Because the road cars did not have to run the strict air restrictors mandated by the FIA GT regulations for the race cars, the street-legal CLK GTR was actually more powerful than the race car that won the championship. The 6.9-liter V12 produced 612 PS (604 hp) at 6,800 rpm and a locomotive-like 775 Nm (572 lb-ft) of torque at 5,250 rpm.
The engine was mated to a 6-speed sequential manual transmission mounted longitudinally behind the rear axle. There was no clutch pedal; the clutch was operated automatically by the transmission control unit when the driver pulled the small paddles behind the steering wheel (a very early implementation of paddle-shift technology).
The Straßenversion (Street Version) Experience
To meet the homologation requirement, Mercedes-AMG and their partner HWA (founded by AMG co-founder Hans Werner Aufrecht) eventually built 26 road-legal cars (20 coupes and 6 roadsters).
Driving a CLK GTR Straßenversion is a bizarre experience.
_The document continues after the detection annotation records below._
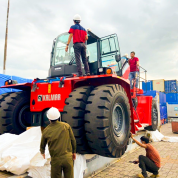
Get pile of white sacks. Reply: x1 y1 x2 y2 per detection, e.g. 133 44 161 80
0 127 86 178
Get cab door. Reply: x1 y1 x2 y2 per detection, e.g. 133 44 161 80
100 34 121 75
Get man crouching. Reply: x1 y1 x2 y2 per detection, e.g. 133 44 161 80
131 134 161 178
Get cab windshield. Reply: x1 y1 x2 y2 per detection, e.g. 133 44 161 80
52 33 97 66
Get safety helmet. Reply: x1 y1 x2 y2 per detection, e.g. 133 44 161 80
124 53 129 58
73 14 82 21
47 107 61 120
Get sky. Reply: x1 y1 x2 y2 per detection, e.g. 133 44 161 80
0 0 178 80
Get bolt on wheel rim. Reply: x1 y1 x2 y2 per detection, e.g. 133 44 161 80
18 105 30 129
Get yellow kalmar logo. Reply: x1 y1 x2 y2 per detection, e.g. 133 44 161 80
48 84 51 93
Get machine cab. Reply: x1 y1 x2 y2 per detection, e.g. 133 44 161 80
49 31 122 77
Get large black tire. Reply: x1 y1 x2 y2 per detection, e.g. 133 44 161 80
85 84 131 157
145 100 158 131
0 91 30 134
62 86 93 154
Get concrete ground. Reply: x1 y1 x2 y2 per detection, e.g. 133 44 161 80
0 123 178 178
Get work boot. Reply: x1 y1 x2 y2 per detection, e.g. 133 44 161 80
150 174 159 178
137 174 148 178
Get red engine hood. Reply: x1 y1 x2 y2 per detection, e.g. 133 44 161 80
0 83 32 90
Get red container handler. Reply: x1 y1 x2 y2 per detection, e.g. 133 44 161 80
171 118 178 134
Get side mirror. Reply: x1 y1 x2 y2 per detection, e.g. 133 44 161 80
115 54 121 62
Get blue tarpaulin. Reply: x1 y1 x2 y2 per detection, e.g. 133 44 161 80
0 74 33 95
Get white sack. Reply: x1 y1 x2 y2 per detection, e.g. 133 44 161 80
28 152 51 178
74 154 87 178
146 130 178 142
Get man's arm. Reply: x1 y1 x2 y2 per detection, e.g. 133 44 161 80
69 127 77 160
85 35 88 42
40 134 47 159
65 33 73 52
130 133 147 148
137 61 139 66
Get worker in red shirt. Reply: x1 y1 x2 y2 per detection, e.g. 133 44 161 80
128 51 139 89
131 133 161 178
65 14 90 76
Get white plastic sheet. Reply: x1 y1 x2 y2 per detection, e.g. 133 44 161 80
0 127 41 175
0 127 86 178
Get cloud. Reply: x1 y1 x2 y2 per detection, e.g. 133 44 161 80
0 0 178 79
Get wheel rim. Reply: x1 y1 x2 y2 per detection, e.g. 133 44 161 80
153 108 158 125
112 103 125 137
18 105 30 129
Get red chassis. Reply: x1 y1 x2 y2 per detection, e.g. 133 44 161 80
2 74 152 133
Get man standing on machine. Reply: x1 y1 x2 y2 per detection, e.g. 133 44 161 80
130 133 161 178
128 51 139 89
65 14 90 76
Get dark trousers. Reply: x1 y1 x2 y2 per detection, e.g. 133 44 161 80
51 156 74 178
139 155 159 177
74 43 90 75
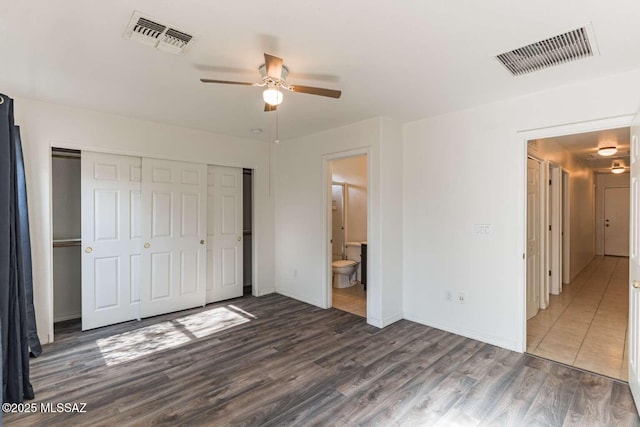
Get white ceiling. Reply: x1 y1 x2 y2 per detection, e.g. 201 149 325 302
0 0 640 140
537 127 631 173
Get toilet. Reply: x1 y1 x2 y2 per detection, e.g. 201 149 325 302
331 242 361 288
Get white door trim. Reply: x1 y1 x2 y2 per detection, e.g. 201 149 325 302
547 162 562 295
561 169 571 285
322 148 372 318
514 114 634 353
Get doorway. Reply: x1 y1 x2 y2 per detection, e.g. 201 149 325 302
525 127 630 380
327 154 369 317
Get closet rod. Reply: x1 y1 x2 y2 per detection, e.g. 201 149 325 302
51 153 80 160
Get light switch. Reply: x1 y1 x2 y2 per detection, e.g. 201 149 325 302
473 224 491 235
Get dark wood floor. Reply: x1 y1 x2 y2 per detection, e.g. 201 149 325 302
4 295 640 426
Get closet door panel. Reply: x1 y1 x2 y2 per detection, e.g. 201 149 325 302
207 166 243 302
140 158 207 317
81 151 141 330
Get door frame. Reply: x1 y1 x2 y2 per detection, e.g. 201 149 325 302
514 114 634 353
546 161 563 295
560 169 571 286
525 153 549 316
46 145 260 344
322 148 374 321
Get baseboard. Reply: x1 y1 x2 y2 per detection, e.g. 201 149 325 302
275 289 325 308
53 313 82 323
255 288 276 297
404 313 522 353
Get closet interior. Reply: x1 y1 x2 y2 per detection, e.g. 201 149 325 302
51 148 253 330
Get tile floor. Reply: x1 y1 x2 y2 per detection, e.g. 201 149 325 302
527 256 629 381
331 284 367 317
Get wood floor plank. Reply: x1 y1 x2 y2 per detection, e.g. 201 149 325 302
4 294 640 427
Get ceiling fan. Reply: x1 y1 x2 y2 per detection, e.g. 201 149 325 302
200 53 342 111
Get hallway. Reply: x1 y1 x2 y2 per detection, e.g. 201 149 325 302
527 256 629 381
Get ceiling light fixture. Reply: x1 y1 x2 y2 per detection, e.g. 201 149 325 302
611 162 624 173
598 145 618 157
262 87 284 106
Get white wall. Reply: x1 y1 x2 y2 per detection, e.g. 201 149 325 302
402 70 640 351
15 98 275 343
529 139 595 281
595 173 631 255
275 119 402 326
331 156 367 242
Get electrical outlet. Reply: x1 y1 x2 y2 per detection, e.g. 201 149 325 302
458 291 467 304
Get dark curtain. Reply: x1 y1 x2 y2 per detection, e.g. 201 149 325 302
0 94 41 408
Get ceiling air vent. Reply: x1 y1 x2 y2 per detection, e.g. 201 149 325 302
496 25 598 76
125 12 193 54
158 28 192 53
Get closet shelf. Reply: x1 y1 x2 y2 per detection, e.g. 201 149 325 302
53 238 82 248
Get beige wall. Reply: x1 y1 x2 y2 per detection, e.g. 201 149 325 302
529 140 595 281
331 156 367 242
402 70 640 351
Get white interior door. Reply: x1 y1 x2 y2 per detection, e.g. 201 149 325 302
140 158 207 317
627 113 640 408
207 166 243 303
604 187 629 256
527 158 541 319
81 151 142 330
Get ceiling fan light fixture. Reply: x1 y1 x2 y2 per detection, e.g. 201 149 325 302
598 145 618 157
262 87 284 106
611 162 624 173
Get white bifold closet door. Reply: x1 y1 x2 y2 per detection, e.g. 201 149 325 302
81 151 207 330
140 158 207 317
207 166 243 303
81 151 142 330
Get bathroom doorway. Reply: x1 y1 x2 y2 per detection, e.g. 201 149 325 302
328 155 368 317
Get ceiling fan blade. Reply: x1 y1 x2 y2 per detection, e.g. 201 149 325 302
264 53 282 80
200 79 260 86
286 85 342 98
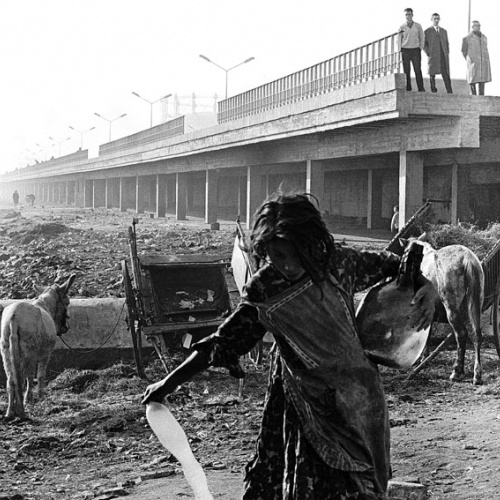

The doors open upwards and forwards (similar to a McLaren F1). To get into the driver’s seat, you must negotiate a massively wide carbon fiber sill.
Once inside, the illusion of a luxury Mercedes quickly vanishes. The seats are little more than thin pads attached directly to the carbon tub. The steering wheel is small, covered in suede, and detachable (like a race car). The noise insulation is practically non-existent.
When the 6.9L V12 fires up, the vibration shakes the entire chassis. The transmission, being a true sequential racing box, clunks violently into first gear. The suspension is pushrod-actuated and incredibly stiff. The turning radius is comically large, and rear visibility is literally zero (forcing AMG to rely on side mirrors and careful planning).
However, on an open road or a racetrack, the CLK GTR is a weapon. It accelerates from 0 to 100 km/h (62 mph) in 3.8 seconds and reaches a top speed of 344 km/h (214 mph). But it is the aerodynamic grip that defines the car. The faster you go, the harder the car is pushed into the tarmac. The steering, unassisted and heavy at low speeds, becomes incredibly communicative, allowing the driver to place the wide nose with millimeter precision.
The Racing Dominance and the Flipping Incident
The CLK GTR achieved exactly what Mercedes-Benz intended. In 1997, it dominated the FIA GT Championship, winning the team and driver titles (with Bernd Schneider) and easily defeating the Porsche 911 GT1 and McLaren F1 GTR. It won the championship again in 1998 with an upgraded version featuring a V8 engine (the CLK LM).
However, the CLK GTR’s legacy is forever tied to a spectacular aerodynamic flaw discovered in its successor, the CLR, at the 1999 24 Hours of Le Mans. Due to a combination of a short wheelbase, long overhangs, and extreme pitch sensitivity, three separate CLRs caught air under their noses and literally took off, performing terrifying backflips at over 200 mph. While the CLK GTR road cars do not suffer from this issue at legal road speeds, the imagery of the flying Mercedes prototypes remains etched in motorsport history.
The Most Expensive Production Car
When the road cars were finally delivered to customers in 1998 and 1999, they carried a Guinness World Record price tag: $1,547,620. At the time, it was the most expensive production car ever built.
Today, the Mercedes-Benz CLK GTR is one of the most coveted collector cars in the world. It represents an unrepeatable era of motorsport, where manufacturers went to absurd lengths, spent unlimited budgets, and built actual Le Mans prototypes just to legally put a license plate on 25 of them. It is loud, uncomfortable, impractical, and absolutely magnificent.